New York may have pushed the envelope, but San Francisco just went even further. Building on the state program, the city’s Board of Supervisors passed a law on Tuesday requiring that when employees take their six weeks of paid leave, they get their full paychecks for the entire time, rather than the current 55 percent of pay under state law, with employers paying for the difference between the two. That makes it the first place in the country with fully paid family leave.
Most of the country has no guarantee of paid family leave, and just 12 percent of American workers are offered the benefit from their employers. But the recent flurry of progress is notable given how contentious the issue has been in the past. It took a pitched, nine-year battle just to get the FMLA passed, which was characterized at the time as a crazy idea akin to introducing communism into the country. John Boehner, former congressman from Ohio, called it “another example of yuppie empowerment.”
Slow progress toward paid leave has been made in states since then, and California and New Jersey have been proving grounds to show that such requirements don’t hurt businesses while increasing how much leave people take, particularly for fathers.

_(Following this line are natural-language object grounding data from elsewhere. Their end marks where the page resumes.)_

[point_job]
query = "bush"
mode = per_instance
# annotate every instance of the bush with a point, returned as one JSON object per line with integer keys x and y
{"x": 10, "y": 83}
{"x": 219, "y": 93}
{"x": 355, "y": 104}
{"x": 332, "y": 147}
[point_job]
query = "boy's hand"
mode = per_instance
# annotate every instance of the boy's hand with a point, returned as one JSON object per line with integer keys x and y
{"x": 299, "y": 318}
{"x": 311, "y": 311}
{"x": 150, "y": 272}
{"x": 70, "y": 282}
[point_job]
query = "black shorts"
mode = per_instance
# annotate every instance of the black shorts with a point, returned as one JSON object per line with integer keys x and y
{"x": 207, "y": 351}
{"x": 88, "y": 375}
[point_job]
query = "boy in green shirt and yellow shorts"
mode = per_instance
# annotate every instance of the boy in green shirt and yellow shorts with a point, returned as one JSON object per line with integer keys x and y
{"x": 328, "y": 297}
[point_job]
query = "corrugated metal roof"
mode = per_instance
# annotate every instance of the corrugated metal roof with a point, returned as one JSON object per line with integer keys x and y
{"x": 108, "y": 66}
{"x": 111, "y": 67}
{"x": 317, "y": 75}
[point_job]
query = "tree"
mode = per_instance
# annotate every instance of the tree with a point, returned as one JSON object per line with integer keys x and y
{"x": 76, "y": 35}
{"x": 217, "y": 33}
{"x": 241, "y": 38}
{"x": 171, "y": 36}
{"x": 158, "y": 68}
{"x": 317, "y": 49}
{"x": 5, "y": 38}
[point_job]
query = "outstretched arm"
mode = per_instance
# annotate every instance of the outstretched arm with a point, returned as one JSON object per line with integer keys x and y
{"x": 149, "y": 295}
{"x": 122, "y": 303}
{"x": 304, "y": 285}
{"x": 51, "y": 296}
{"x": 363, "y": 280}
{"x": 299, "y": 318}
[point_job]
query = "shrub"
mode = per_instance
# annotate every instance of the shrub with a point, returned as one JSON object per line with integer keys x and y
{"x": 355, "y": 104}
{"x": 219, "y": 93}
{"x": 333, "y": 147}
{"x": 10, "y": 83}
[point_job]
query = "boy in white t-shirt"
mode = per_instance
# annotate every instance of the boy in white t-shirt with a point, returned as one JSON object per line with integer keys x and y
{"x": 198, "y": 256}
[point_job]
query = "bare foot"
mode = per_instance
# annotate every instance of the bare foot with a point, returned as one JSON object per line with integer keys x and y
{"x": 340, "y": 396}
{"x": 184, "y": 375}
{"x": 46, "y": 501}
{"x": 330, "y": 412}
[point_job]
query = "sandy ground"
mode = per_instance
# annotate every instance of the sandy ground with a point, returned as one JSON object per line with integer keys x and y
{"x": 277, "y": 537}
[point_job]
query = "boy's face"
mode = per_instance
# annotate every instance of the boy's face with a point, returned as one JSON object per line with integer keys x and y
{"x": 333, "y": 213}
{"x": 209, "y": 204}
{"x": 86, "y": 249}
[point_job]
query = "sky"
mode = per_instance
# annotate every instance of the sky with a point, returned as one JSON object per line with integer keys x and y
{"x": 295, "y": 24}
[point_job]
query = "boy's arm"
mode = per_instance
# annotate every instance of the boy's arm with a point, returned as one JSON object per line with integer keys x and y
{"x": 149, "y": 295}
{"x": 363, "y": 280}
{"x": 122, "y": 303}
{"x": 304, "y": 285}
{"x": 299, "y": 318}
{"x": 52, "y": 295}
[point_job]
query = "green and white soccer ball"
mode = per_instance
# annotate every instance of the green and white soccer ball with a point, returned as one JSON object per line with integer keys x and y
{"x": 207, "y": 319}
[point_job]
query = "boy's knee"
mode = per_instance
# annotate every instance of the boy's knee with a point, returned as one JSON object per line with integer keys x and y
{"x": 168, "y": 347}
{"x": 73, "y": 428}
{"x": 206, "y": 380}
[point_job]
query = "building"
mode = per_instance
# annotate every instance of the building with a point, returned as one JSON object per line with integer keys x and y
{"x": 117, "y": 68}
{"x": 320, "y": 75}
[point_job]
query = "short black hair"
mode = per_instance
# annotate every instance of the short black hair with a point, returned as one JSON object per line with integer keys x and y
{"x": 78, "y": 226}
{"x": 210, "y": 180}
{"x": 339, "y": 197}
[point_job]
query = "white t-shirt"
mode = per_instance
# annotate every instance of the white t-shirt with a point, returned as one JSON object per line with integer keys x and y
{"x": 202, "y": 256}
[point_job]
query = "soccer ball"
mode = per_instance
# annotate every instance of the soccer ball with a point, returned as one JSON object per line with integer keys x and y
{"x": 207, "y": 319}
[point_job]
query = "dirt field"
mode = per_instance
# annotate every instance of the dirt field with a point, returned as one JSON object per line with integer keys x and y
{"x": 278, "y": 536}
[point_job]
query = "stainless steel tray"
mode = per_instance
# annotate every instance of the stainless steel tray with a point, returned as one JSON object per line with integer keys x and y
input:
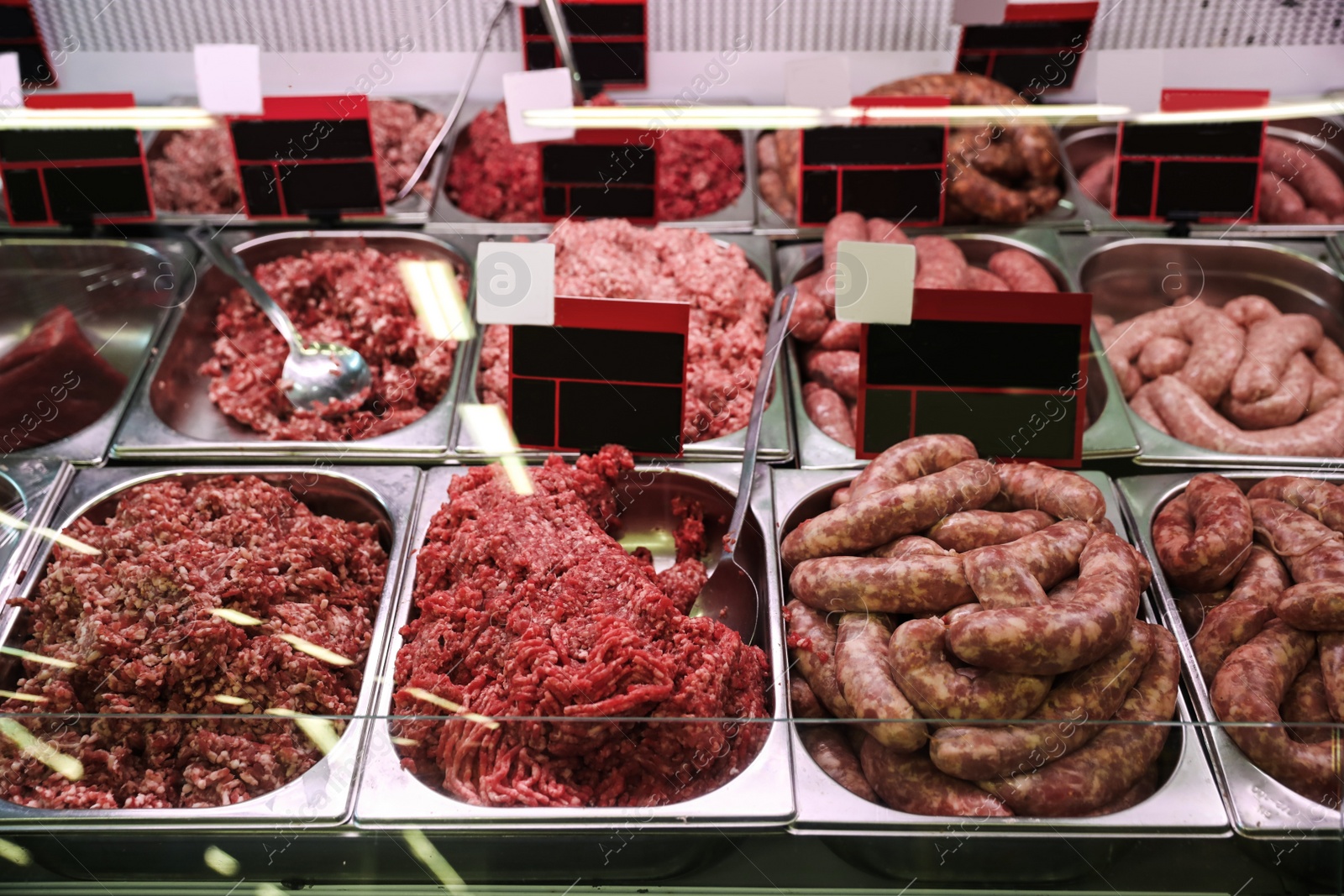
{"x": 447, "y": 217}
{"x": 1258, "y": 805}
{"x": 776, "y": 423}
{"x": 323, "y": 795}
{"x": 1085, "y": 145}
{"x": 172, "y": 416}
{"x": 759, "y": 799}
{"x": 413, "y": 210}
{"x": 1109, "y": 434}
{"x": 1186, "y": 804}
{"x": 1128, "y": 277}
{"x": 121, "y": 291}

Paid family leave has now made its way to Congress with the introduction of the FAMILY Act bill, which would create a national social insurance program that would guarantee most workers 12 weeks of paid leave with a similar payout to New York’s program. President Obama has also called on Congress to pass paid family leave and, in the absence of that happening, for states to pass their own, while the Department of Labor has given cities and states grants to help them study the feasibility and implementation of such requirements. The issue has also played a big role in the presidential race, with Democratic candidates Hillary Clinton and Bernie Sanders putting forward proposals and many Republicans being made to answer on the issue.